図6において、g1は表示部61に形成された駐車場地図画面、pi(i=1、2、…、14)は駐車スペースである。駐車場地図画面g1において、駐車スペースp1〜p3、p5、p6、p8、p10、p11、p14には、他の車両が駐車させられていることを表すマーク、本実施の形態においては、「×」が表示される。この場合、他の車両が駐車させられていない駐車スペースp4、p7、p9、p12、p13のうちの駐車スペースp12に車両10を走行させるときの走行支援装置の動作について説明する。
まず、運転者が、所定の駐車場に向けて車両10を走行させ、前記駐車場の入口、又は駐車場内で、表示部61に形成された図示されないメニュー画面において走行支援用のキーにタッチすると、CPU51の図示されないモード設定処理手段は、モード設定処理を行い、車両10の動作のモードを、通常モードから、車両10の走行を支援するモード、すなわち、走行支援モードに切り換え、設定する。
そして、該走行支援モードが設定されると、車両10を、現在地(第1の地点)から所定の地点、本実施の形態においては、駐車スペースp12(第2の地点)まで自動で走行させるための経路(駐車経路)が生成される。したがって、運転者は、車両10を、前記経路に沿って現在地から駐車スペースp12まで自動で走行させることができ、該駐車スペースp12に駐車させることができる。なお、現在地によって、走行支援を開始する地点、すなわち、走行支援開始点が、駐車スペースによって、走行支援を終了する地点、すなわち、走行支援終了点が構成される。

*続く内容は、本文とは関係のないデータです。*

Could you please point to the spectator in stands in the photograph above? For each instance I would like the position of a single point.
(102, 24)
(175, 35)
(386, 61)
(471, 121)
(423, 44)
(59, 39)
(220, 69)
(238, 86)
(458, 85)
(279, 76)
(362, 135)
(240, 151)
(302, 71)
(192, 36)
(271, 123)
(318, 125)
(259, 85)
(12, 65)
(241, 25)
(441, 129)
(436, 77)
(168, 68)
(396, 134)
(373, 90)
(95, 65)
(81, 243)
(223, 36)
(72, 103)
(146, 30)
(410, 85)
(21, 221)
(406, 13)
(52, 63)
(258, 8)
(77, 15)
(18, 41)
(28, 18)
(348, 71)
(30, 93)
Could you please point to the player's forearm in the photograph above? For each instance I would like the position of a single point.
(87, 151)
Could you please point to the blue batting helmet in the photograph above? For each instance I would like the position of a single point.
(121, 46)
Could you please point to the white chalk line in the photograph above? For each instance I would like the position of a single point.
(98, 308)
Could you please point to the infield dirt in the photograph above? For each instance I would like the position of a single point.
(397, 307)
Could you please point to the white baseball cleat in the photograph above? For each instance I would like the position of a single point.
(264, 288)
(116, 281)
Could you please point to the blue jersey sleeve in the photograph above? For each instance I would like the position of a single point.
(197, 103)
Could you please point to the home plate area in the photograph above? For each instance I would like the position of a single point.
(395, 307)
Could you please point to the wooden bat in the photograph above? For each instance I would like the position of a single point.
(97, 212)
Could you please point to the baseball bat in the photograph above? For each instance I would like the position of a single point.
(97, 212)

そのために、前記CPU51の図示されない表示処理手段は、表示処理を行い、前記メニュー画面のサブ画面を形成し、該サブ画面に、走行支援モードにおいて、前記経路を生成する際の条件、すなわち、経路生成条件を選択するためのキーを表示する。
この場合、経路生成条件には、車両10を後端から駐車スペースpiに進入させることができるように経路を生成するための後ろ向き駐車の経路生成条件、車両10を前端から駐車スペースpiに進入させることができるように経路を生成するための前向き駐車の経路生成条件等が含まれ、運転者が所定の経路生成条件を選択し、対応するキーにタッチすると、CPU51の図示されない経路生成条件設定処理手段は、経路生成条件設定処理を行い、選択された経路生成条件を設定する(ステップS1)。本実施の形態においては、後ろ向き駐車の経路生成条件があらかじめデフォルトで設定される。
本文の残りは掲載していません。